Don't Treat Your Family Business as a Royal Dynasty
Long ago, in some countries, kingdoms used to be passed to the oldest child — and often, the oldest male. While this may have had advantages in ancient monarchies, it has no place in family businesses.
In the case of family-owned businesses, it is still sometimes the practice to install the oldest child, and the oldest son, as the successor CEO.
Experience shows that this often leads to inefficiencies and mistakes that jeopardize the continued existence of these family businesses. An old saying, "shirtsleeves to shirtsleeves in three generations," describes the fact that many family businesses that are passed down to children and then grandchildren tend not to survive through the third generation. There are a lot of reasons for this and it's not a given. However, mistakes in leadership can cause a company to decline and perhaps to even go out of business.
So instead of automatically assuming the oldest child, or the oldest male child should take over the reins of the business, a more disciplined approach might be advisable. Just because individuals are the oldest child in their families certainly does not mean they are the most qualified to run businesses.

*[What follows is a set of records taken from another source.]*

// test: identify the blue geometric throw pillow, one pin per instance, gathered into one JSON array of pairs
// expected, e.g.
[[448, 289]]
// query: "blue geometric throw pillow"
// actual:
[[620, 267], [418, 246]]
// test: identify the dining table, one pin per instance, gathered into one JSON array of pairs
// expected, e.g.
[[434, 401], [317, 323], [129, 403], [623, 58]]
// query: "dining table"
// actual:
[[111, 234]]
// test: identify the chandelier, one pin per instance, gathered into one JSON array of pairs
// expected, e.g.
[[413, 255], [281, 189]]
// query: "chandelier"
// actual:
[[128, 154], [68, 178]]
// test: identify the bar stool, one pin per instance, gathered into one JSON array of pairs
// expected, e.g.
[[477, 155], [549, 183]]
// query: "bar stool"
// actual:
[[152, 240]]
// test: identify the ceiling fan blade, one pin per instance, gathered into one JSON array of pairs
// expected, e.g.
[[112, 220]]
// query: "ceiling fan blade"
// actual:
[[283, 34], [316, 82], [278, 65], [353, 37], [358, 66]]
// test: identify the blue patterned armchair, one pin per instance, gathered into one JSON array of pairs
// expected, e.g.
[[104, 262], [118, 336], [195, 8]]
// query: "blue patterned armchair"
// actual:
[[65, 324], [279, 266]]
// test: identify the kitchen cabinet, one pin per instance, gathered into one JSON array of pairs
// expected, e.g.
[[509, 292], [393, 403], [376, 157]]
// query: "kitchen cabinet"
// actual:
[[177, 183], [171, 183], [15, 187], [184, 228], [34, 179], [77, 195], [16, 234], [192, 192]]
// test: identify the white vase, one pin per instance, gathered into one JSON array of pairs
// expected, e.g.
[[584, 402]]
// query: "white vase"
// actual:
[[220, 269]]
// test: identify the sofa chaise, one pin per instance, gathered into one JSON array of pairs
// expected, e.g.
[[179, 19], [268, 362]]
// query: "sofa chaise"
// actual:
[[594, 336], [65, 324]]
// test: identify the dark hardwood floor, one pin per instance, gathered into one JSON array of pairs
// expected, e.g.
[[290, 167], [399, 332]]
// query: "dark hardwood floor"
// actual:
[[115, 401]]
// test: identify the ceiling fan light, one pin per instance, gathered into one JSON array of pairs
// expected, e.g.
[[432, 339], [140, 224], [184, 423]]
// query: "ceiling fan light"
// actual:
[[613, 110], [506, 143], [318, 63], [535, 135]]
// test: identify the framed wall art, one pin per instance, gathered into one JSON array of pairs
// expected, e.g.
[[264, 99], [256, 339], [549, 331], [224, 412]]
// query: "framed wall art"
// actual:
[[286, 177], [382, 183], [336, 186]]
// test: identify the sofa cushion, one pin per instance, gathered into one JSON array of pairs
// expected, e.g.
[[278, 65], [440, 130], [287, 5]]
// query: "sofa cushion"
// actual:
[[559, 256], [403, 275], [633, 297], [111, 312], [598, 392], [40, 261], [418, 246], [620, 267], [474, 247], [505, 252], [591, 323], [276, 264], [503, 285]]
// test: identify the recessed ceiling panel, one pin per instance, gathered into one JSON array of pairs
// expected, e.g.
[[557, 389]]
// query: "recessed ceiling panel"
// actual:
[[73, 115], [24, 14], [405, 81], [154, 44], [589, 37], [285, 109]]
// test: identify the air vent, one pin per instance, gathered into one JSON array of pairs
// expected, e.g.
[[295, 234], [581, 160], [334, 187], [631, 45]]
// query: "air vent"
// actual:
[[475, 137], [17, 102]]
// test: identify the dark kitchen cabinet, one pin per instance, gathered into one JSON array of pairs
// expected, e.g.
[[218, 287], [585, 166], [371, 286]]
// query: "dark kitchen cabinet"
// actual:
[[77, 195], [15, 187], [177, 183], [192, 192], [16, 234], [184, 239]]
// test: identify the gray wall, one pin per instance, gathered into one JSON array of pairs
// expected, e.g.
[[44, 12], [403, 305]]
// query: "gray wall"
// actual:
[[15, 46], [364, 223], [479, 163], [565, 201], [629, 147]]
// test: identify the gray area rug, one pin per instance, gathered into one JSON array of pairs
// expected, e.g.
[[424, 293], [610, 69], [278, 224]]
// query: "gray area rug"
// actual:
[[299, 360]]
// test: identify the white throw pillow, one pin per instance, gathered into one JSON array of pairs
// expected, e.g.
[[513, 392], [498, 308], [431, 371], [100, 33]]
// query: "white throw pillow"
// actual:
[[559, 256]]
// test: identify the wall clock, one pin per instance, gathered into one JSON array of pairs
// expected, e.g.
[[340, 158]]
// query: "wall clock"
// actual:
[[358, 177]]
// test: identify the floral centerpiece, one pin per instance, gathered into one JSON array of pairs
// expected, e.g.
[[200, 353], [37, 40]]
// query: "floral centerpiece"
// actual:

To determine the best choice of a family member to run the business, the current senior owners should consider applying the following seven common-sense steps:
Determine if any of the next generation of children are interested in working in, and more importantly, managing the business.
Decide which one of the children interested has the best skill sets to actually manage the business. This might require outside assistance from trusted advisors or business consultants to determine which child is best suited. Enlisting outside help will eliminate any biases the senior generation might have for — or against — certain offspring.
If more than one individual is interested, and despite assessing the skill sets, a hasty decision should not be made as to a definitive successor. The planning for succession should start many years before the actual need for a successor to take over. If there is more than one viable successor, all such potential successors should be given the opportunity to win the job. This is no different than the process that often happens in publicly held companies and in many large private businesses. Each qualified, viable candidate should be allowed to fill a position at the company and to progress up the ladder of management.
If possible, positions held within the company by the candidates should be rotated so that the candidates can gain experience in many areas of the operation of the business. Not only will this better groom the ultimate future leader but it will provide depth to the management team (assuming there is more than one candidate).
After a reasonable period of time, the "decision team" should select the best candidate and meet with him or her to discuss expectations, compensation, contract terms (a contract is recommended) and other terms of employment and position.
If there were multiple candidates, then owners should meet with the candidate(s) not selected to become the CEO. There will be more decisions to be made here. Is the candidate going to stay on with the company in some executive position? If so, that requires making sure that the individual is going to be able to work as a team (with the CEO and the other candidate or candidates). If it is not in the interest of the company for multiple candidates to remain at the company, those discussions will be required. Do not make the mistake of keeping a candidate with the company simply because he or she is a family member. If the individual is not a fit for the company or cannot work together with the selected CEO as a team, the company is better off terminating the relationship sooner than later.
Current management needs to develop a well-communicated plan of the transition of power to the newly selected CEO. This might take place in a period of a few months or even over a period of years. Regardless, lines of authority, decision making, etc. need to be clearly delineated during this transition period.
The transition of operating control of a business can be difficult. It requires planning, discipline and communication. Once a plan is implemented, it should be adhered to strictly unless there are extenuating circumstances. Your professional advisers have the experience and skill in these types of situations so reliance on them to assist in the process can be an effective way to help make it a success.